Почему именно женщины? Не знаю. Может быть потому, что женщинам в большей степени чем мужчинам свойственно сострадание, что весь смысл женской судьбы, возможно, и заключается в том, чтобы отдать мужчине свою нежность, свое тепло, свою… жаль.

Именно женщины помогают выжить и мне: не согнуться, не изгадиться, не ожесточиться. Именно женщинам предначертана во всей моей последующей жизни главная, но, пожалуй, и роковая роль…

 

День условно-досрочного освобождения. Вещи раздарены. Прощальная кружка чифиря по кругу. Принимаю пожелания, запоминаю просьбы: загнать «кабанчика», звякнуть родным… Неужели сегодня всего вот этого уже не будет?!.

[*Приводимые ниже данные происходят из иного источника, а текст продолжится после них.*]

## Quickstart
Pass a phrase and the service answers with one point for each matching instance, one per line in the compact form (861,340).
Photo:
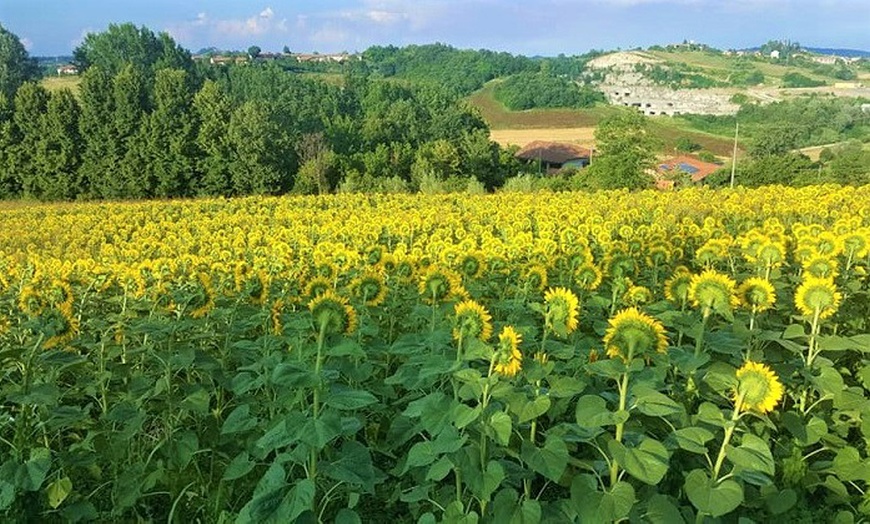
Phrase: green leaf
(527,410)
(661,510)
(7,494)
(654,404)
(440,469)
(714,499)
(779,502)
(692,439)
(648,462)
(550,461)
(240,419)
(591,412)
(239,467)
(464,415)
(37,467)
(501,425)
(807,433)
(752,455)
(349,399)
(58,491)
(794,331)
(597,506)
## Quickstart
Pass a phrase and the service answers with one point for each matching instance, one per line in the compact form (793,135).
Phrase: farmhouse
(553,156)
(668,170)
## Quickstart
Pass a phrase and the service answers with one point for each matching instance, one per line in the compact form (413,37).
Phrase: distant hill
(848,53)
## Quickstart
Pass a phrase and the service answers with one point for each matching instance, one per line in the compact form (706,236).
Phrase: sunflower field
(691,356)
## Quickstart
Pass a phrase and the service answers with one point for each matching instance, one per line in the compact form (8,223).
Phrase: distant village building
(553,156)
(672,168)
(67,69)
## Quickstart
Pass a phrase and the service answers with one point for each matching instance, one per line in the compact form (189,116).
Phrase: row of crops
(650,357)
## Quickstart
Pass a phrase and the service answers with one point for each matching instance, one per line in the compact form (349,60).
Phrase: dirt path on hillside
(521,137)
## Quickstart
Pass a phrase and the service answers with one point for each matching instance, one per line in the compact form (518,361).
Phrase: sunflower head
(820,266)
(439,284)
(536,277)
(508,357)
(562,309)
(371,288)
(316,287)
(632,333)
(588,276)
(472,321)
(677,287)
(758,388)
(713,292)
(333,313)
(817,296)
(756,294)
(472,265)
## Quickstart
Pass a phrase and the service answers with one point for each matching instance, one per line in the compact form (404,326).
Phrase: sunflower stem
(729,431)
(620,427)
(699,342)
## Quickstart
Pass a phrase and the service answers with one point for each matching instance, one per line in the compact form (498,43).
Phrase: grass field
(56,83)
(578,125)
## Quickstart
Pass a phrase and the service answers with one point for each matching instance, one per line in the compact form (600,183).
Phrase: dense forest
(150,122)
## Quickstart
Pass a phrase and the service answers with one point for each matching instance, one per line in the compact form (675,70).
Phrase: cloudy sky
(531,27)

Меня возвращают практически с КПП.

Отрядный поясняет: изменения в документации. Статья попала под усиление. Недавний указ. Оплошность спецотдела… Придется еще посидеть.

— Сколько?

— Полгода. До двух третей, — ловлю во взгляде что-то похожее на сочувствие.

Заметив в моих глазах нехороший огонек, отрядный добавляет негромко: — И не вздумай на забор, слышишь? Держись, потерпи…

Молчу. Да и что сказать?

 

* * *

Ноябрь. Освобождение. Выхожу за ворота тюрьмы и останавливаюсь ошарашенный, словно придавленный навалившимся на меня огромным шумным незнакомым миром. Встречает мама, безуспешно пытаясь прятать слезы. Сидящая напротив девушка в маршрутке бросает украдкой любопытные взгляды. Настораживаюсь, потом понимаю: так откровенно раздевающе, как смотрю на нее я, смотрит только рентген…

Дома, ослепленный зеркально-кафельным блеском, бреюсь новеньким станком «Gillett» с одноименным гелем до и после бритья. Запах этой свежести врежется в память на всю жизнь. И каждый раз, даже через много лет, будет напоминать тот серый ноябрьский день. День освобождения.

 

* * *

… Откинувшийся следом приятель приглашает в гости. Пузырь, другой... Затемно начинаю собираться.

— Что нужно, чтобы ты остался? — спрашивает он просто.

— Женщина. Или… гитара.

— Будет тебе женщина, — улыбается. — С гитарой.

Так я знакомлюсь со своей будущей женой. Под утро вваливаемся к ней. В пустой однокомнатной хрущобе дремотно и тихо. Кошка, задрав хвост трубой, трется об ноги, а диван манит как магнит…

Я остаюсь. Надолго.

 

Июль

Ранние зябкие декабрьские сумерки. Местный старый — венчался еще Махно — храм закрыт. Я, с женой и маленьким сынишкой, уже хотим уйти. Неожиданно появляется батюшка; дородный, серебряные искорки в бороде:

— Желаете войти? — от него пахнет теплом и жареным луком. — А я тут как раз трапезовал…

— Ну, в общем…

Лязгает тяжелым кованым замком:

— Проходите, проходите… сейчас свет зажгу.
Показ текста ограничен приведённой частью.